Bütün bu olup bitenleri gördükten sonra, Türk Özel Sektörünün, önümüzdeki dönemde; rekabete açık, hizmet sunmayı görev sayan, çalışmalarında ve ilişkilerinde şeffaf, kararların oluşmasında katılımcı, toplumsal sorumlulukları paylaşan bir anlayışı daha çok özümsemesi gerekecektir. Bu anlayışın benimsenmesinde, patronlar kadar yönetim kadrolarındaki profesyonellere de önemli görevler düşmektedir.
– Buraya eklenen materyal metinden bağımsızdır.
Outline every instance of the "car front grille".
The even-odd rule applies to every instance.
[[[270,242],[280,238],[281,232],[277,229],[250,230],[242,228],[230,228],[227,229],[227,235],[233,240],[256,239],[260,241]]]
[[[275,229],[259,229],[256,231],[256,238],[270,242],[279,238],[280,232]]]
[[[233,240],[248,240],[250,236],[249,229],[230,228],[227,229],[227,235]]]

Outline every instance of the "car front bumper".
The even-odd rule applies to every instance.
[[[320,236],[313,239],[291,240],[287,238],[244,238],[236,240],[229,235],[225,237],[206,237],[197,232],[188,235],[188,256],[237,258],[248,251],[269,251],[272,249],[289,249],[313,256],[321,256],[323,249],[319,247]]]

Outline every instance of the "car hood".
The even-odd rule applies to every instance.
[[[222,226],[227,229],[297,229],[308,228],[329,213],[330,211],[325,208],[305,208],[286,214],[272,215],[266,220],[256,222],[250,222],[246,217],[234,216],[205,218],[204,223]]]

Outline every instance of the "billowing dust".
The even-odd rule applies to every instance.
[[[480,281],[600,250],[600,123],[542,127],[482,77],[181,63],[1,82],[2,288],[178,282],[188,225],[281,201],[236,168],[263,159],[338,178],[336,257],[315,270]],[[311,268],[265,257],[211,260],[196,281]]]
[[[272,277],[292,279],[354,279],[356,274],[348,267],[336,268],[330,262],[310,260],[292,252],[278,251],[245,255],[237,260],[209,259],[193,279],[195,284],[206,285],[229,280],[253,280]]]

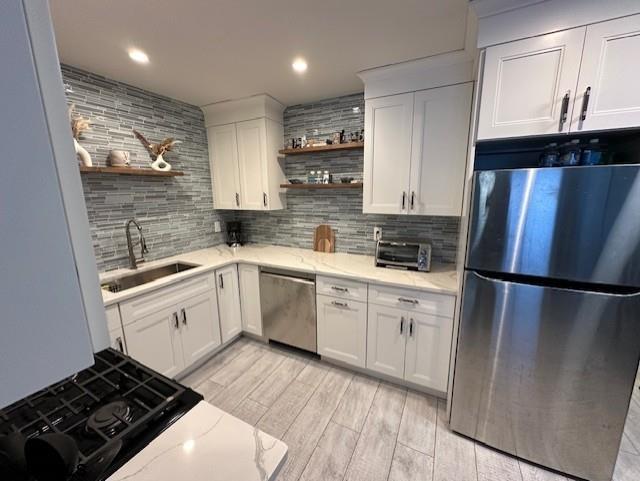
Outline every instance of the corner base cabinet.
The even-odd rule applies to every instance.
[[[221,344],[213,274],[122,302],[128,353],[174,377]]]
[[[216,271],[220,332],[226,343],[242,332],[242,310],[238,286],[238,266],[232,264]]]
[[[238,281],[240,283],[242,330],[255,336],[262,336],[260,268],[251,264],[239,264]]]

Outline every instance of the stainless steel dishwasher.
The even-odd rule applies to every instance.
[[[317,352],[316,277],[313,274],[260,269],[262,327],[269,340]]]

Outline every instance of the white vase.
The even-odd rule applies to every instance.
[[[169,172],[171,165],[162,158],[162,155],[158,155],[156,160],[151,163],[151,168],[160,172]]]
[[[91,155],[87,152],[87,149],[80,145],[76,139],[73,139],[73,146],[76,149],[76,155],[78,156],[78,159],[80,159],[80,162],[82,162],[82,165],[85,167],[93,167],[93,161],[91,160]]]

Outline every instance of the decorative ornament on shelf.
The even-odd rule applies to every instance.
[[[78,140],[80,139],[80,135],[89,130],[91,128],[91,122],[89,119],[85,119],[79,115],[74,115],[73,112],[75,110],[75,104],[71,104],[69,106],[69,123],[71,124],[71,132],[73,133],[73,146],[76,149],[76,155],[78,159],[82,162],[82,165],[85,167],[93,167],[93,161],[91,160],[91,155],[85,149]]]
[[[173,146],[179,144],[179,140],[174,140],[173,137],[168,137],[158,144],[152,144],[137,130],[133,130],[136,138],[145,146],[145,148],[155,156],[155,160],[151,163],[151,168],[159,172],[169,172],[171,165],[164,160],[163,155],[173,150]]]

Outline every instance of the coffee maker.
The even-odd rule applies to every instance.
[[[240,222],[227,222],[227,245],[229,247],[240,247],[243,242]]]

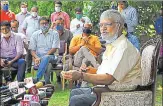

Ülkemizin ekonomik hedeflere ulaşma stratejileri belirlenirken,Türk Özel Sektörü’ne öncelik verilmesini istemek, artık hayalci bir yaklaşım değildir. Çünkü, Türk Özel Sektörü, hedefe varmada, devlet Işletmelerinden daha becerikli olduğunu ispat etmiş bulunmaktadır. Özel sektörümüzün kazanmış olduğu bu dinamizm sayesinde, toplumsal sorunlarımızın çözüme kavuşturulmasında çok daha başarılı olunacaktır.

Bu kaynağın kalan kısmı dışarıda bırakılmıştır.